In pursuit of this objective, I have just completed a review of our budgetary policies with my chief economic advisers. It now appears that the deficit for the fiscal year ending this Sunday will be much lower t?ran forecast earlier this year. The overall deficit for the year should be approximately $3 billion, which is $2 billion less than forecast.
At my request, Counsellor Rush, the Director of the Office of Management and Budget, and my other key advisers are determining ways by which we can hold down Federal expenditures for the next 2 fiscal years. We are doing everything we can, under existing legislation, to restrict expenditures in fiscal year 1975 to no more than $300 billion. That figure would be about $5 billion less than our most recent estimates and, if achieved, would also reduce the projected deficit for that year from approximately $11 billion to $6 billion.
For fiscal year 1976, our objective is to bring the budget into balance. In early July, the Director of the Office of Management and Budget will be sending new guidelines to the departments and agencies to achieve that goal.
All of these projections for the Federal budget should be good news for family budgets, but I would stress that they can be realized only if both the Administration and the Congress exert a maximum effort to hold the line. Within the executive branch, we are determined to do everything we can to hold expenditures to a reasonable minimum.
We hope that the Congress will fully cooperate in this effort by rejecting wasteful and inflationary proposals and by resisting suggestions for a tax cut. All of our efforts to conduct an anti-inflationary fiscal policy by holding down expenditures could be quickly frustrated by irresponsibly cutting taxes.
One of the continuing concerns of both the executive and legislative branches must be the rapid growth of "uncontrollable" items in the budget. I am advised that approximately 75 percent of the total outlays for fiscal year 1975 are relatively uncontrollable under existing legislation and that some 90 percent of the increases in spending between the 1974 and 1975 budgets are of this same nature. Although well-intentioned, these items build rigidities into the budget system that make it much more difficult to hold the line on spending.
My recent trip to the Middle East confirmed that the nemesis of inflation is not only widespread in its impact but is also foremost among the concerns of the world's leaders.

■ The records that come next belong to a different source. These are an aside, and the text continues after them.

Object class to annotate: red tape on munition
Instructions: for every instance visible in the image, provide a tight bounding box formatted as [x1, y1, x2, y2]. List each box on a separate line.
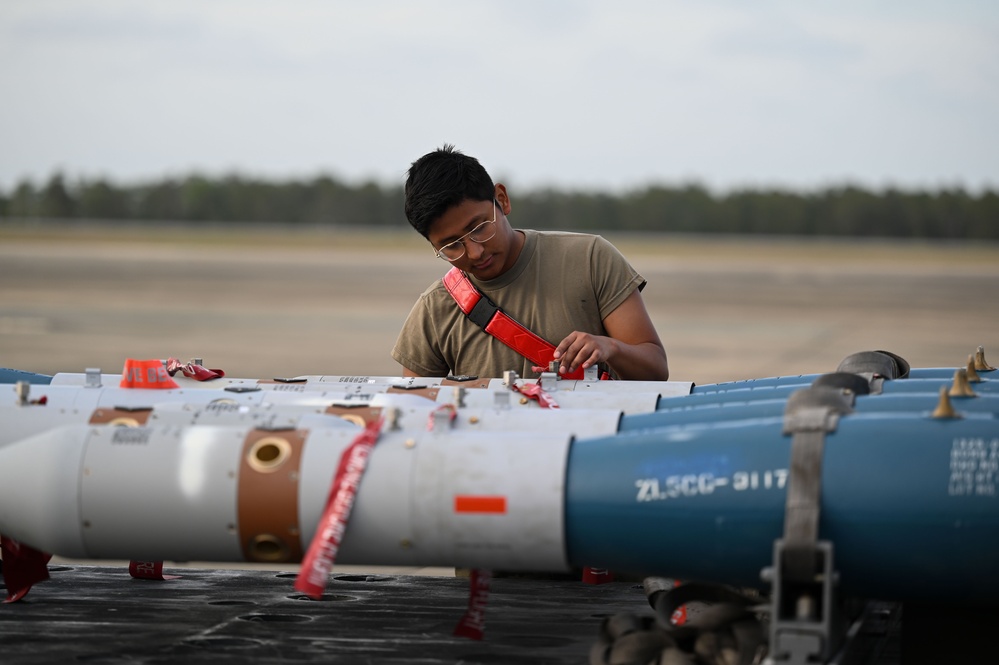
[295, 418, 383, 600]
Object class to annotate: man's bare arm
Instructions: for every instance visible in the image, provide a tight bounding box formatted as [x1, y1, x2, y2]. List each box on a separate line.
[555, 290, 669, 381]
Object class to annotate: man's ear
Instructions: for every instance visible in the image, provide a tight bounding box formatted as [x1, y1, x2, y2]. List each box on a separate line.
[493, 182, 513, 215]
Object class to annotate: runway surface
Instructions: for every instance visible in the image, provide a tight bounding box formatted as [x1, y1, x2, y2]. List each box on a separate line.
[0, 224, 999, 384]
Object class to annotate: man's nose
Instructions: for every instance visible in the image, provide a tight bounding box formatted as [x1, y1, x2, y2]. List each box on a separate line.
[465, 238, 486, 263]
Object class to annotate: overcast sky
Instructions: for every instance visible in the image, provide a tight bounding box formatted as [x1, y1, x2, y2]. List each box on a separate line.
[0, 0, 999, 191]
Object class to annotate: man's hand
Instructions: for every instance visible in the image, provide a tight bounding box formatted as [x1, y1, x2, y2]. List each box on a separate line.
[555, 330, 617, 374]
[555, 290, 669, 381]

Growth in economic output is simply not keeping up with the rapid growth in world demands. As part of our effort to increase supplies, at my direction Counsellor Rush and the Chairman of the Council of Economic Advisers have set up a high-level group to evaluate present shortages.

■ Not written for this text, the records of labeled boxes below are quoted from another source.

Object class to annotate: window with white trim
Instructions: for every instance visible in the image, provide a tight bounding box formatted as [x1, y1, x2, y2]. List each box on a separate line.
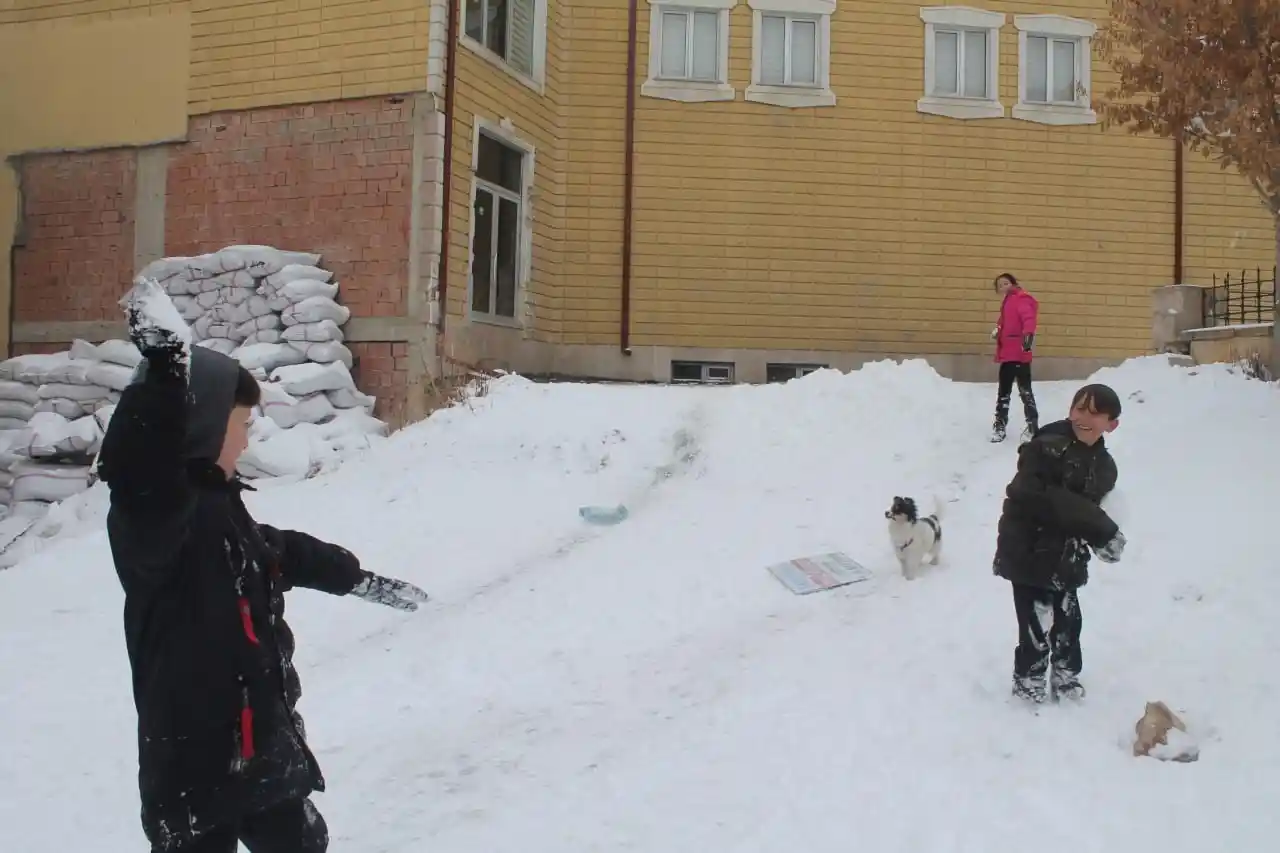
[746, 0, 836, 106]
[460, 0, 547, 79]
[470, 128, 529, 321]
[1014, 15, 1098, 124]
[915, 6, 1005, 119]
[640, 0, 737, 102]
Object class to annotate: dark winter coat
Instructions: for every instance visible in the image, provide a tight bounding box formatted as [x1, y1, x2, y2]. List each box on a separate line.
[99, 347, 366, 850]
[995, 420, 1119, 590]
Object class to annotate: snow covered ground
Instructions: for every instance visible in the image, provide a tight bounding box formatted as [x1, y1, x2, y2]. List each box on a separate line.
[0, 359, 1280, 853]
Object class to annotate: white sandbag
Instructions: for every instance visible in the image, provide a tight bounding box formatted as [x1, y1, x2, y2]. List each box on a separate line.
[288, 338, 356, 369]
[0, 352, 72, 386]
[271, 361, 356, 397]
[0, 400, 36, 423]
[84, 361, 133, 391]
[68, 338, 101, 361]
[325, 388, 378, 412]
[242, 329, 283, 346]
[266, 264, 338, 292]
[13, 462, 88, 503]
[40, 382, 120, 402]
[196, 338, 239, 355]
[97, 341, 142, 370]
[17, 412, 102, 459]
[280, 320, 343, 343]
[236, 430, 311, 479]
[233, 343, 307, 373]
[36, 397, 99, 420]
[280, 296, 351, 326]
[0, 379, 40, 406]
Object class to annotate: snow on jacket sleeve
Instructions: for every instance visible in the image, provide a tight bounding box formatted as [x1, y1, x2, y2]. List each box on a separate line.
[1006, 437, 1120, 547]
[257, 524, 367, 596]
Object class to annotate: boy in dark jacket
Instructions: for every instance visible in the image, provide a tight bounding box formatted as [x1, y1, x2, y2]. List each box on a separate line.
[99, 279, 426, 853]
[995, 384, 1125, 702]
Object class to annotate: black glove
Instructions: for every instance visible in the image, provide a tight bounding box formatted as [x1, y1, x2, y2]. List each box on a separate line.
[351, 573, 430, 612]
[120, 277, 191, 382]
[1093, 530, 1125, 562]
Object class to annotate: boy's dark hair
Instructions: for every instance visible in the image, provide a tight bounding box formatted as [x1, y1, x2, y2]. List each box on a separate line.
[1071, 382, 1120, 420]
[991, 273, 1021, 288]
[236, 366, 262, 409]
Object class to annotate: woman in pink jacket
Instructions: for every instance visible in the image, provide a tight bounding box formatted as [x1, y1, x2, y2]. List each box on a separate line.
[991, 273, 1039, 442]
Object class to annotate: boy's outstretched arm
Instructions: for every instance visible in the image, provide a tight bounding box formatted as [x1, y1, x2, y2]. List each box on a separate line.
[97, 278, 193, 569]
[1005, 438, 1120, 548]
[257, 524, 428, 611]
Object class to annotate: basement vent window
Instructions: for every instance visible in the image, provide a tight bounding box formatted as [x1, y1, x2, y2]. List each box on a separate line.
[764, 364, 827, 382]
[671, 361, 733, 386]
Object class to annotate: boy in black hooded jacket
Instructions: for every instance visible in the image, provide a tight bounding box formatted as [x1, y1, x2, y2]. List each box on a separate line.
[993, 384, 1125, 703]
[97, 279, 426, 853]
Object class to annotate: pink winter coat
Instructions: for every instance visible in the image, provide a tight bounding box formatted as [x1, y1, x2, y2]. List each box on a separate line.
[996, 287, 1039, 364]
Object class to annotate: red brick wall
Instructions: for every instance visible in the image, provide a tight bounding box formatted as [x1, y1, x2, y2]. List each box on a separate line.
[13, 149, 136, 323]
[165, 97, 413, 316]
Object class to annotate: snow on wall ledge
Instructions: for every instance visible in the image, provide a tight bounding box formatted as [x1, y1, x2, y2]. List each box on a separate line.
[0, 246, 388, 517]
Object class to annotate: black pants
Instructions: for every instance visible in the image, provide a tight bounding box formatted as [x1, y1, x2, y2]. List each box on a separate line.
[995, 361, 1039, 432]
[1012, 584, 1083, 695]
[172, 799, 329, 853]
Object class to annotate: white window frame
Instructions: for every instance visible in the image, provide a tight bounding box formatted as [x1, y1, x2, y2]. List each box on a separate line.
[640, 0, 737, 104]
[458, 0, 547, 95]
[746, 0, 836, 108]
[466, 115, 536, 329]
[1014, 15, 1098, 124]
[915, 6, 1006, 119]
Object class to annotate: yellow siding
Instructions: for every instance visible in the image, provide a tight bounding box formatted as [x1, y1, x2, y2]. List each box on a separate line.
[191, 0, 429, 114]
[447, 6, 570, 341]
[1183, 152, 1276, 284]
[562, 0, 1267, 357]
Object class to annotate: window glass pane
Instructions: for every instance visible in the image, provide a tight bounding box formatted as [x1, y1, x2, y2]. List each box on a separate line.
[484, 0, 507, 56]
[466, 0, 484, 45]
[933, 31, 960, 95]
[1053, 41, 1075, 102]
[476, 133, 525, 192]
[960, 29, 987, 97]
[760, 15, 787, 86]
[659, 12, 689, 79]
[691, 12, 719, 81]
[791, 20, 818, 86]
[1023, 36, 1048, 104]
[493, 199, 520, 316]
[471, 188, 497, 314]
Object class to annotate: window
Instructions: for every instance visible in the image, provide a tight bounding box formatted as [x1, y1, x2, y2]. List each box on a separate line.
[471, 129, 530, 321]
[915, 6, 1005, 119]
[764, 364, 827, 382]
[746, 0, 836, 106]
[1014, 15, 1098, 124]
[460, 0, 547, 79]
[640, 0, 737, 102]
[671, 361, 733, 386]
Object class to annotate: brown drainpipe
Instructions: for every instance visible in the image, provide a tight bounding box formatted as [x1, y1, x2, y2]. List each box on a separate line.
[435, 3, 461, 340]
[618, 0, 640, 355]
[1174, 134, 1184, 284]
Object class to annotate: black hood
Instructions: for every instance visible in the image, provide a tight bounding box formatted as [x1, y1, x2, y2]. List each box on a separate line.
[119, 346, 239, 462]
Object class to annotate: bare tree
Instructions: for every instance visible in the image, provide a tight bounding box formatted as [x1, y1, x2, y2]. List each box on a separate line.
[1096, 0, 1280, 260]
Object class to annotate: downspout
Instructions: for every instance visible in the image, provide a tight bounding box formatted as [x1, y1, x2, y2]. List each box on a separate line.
[618, 0, 640, 356]
[1174, 133, 1184, 284]
[435, 0, 461, 343]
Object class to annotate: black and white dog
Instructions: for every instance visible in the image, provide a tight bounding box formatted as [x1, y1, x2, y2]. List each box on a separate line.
[884, 497, 942, 580]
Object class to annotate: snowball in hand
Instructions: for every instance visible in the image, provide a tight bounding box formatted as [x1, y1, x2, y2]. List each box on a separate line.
[120, 275, 191, 356]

But just as the problems of peace do not lend themselves to instant solutions, the problems of the world economy will also be difficult to overcome. We do not foresee a quick end to inflation. The most recent figures on consumer prices indicate that there are still many risks ahead and that even the lower inflation rate we anticipate by the end of the calendar year will be higher than we would like.
It is clear, nonetheless, that the present policy of fiscal and monetary restraint is the surest means of coping with inflation. It will take time, but it will work if we have the patience and discipline to make it work.
Note: The statement was released following the President's meeting with his economic advisers in the Oval Office at the White House. Attending the meeting were Kenneth Rush, Counsellor to the President for Economic Policy; Alexander M. Haig, Jr., Assistant to the President; William E. Simon, Secretary of the Treasury; Roy L. Ash, Director of the Office of Management and Budget; Herbert Stein, Chairman of the Council of Economic Advisers; and Arthur F. Burns, Chairman of the Board of Governors of the Federal Reserve System.
On the same day, the White House released the transcript of a news briefing on the President's statement by Mr. Rush.